Conflicts like these, be they sexual, spiritual, or physical, are what make Moonlight feel so urgent. Almost every scene feels like a fight, whether it’s the loud and raucous kind between Chiron and his crack-addicted mother or the quiet, internal kind that constantly registers on his face. The movie is largely set on the beaches of Miami, and Jenkins’s camera often imitates the roiling ocean’s swirls and tides, swaying to and fro when Chiron feels most comfortable, or spinning in circular sweeps when the moment feels more dangerous. It’s a movie that always allows us to sense what Chiron feels just by the way it makes us look at him: at his downcast eyes, or observant stare, or at the gestures — strokes, caresses — that punctuate the movie end to end. These flourishes might, in another movie, feel like showing off. Here, they exemplify how thoroughly Jenkins translated McCraney’s theatrical vision to the screen — and how carefully both men, working in concert, transformed the rich inner life of Chiron into art.
Chiron’s desire is built into every frame of this movie — the images never sit still, always pulling us toward Chiron, or toward what he wants. And yet Moonlight doesn’t consummate that desire the way any number of films about queer men have. The movie isn’t about sex. "To me," Jenkins says, "that wasn’t the point, you know?

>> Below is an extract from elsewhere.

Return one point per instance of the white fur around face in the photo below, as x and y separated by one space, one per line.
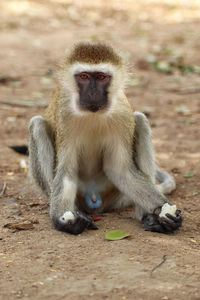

The point was: ‘I am a person who has decided they’re unworthy of love and I am the kind of person who has decided that the love they seek is immoral, or is wrong, you know, or is unaccepted, or is unacceptable.’" McCraney echoes the sentiment: "The biggest question was not about whether two people could have sex," he says. "I’m curious about their spiritual intimacy."
That is what makes Moonlight essential — to the people it’s about, and to a history of art that has too rarely known how to render them human. "We know, thanks to popular media, that black men can be sexual," McCraney says. "Can they be intimate? Can they care for each other? Can they be vulnerable? That is a story less told."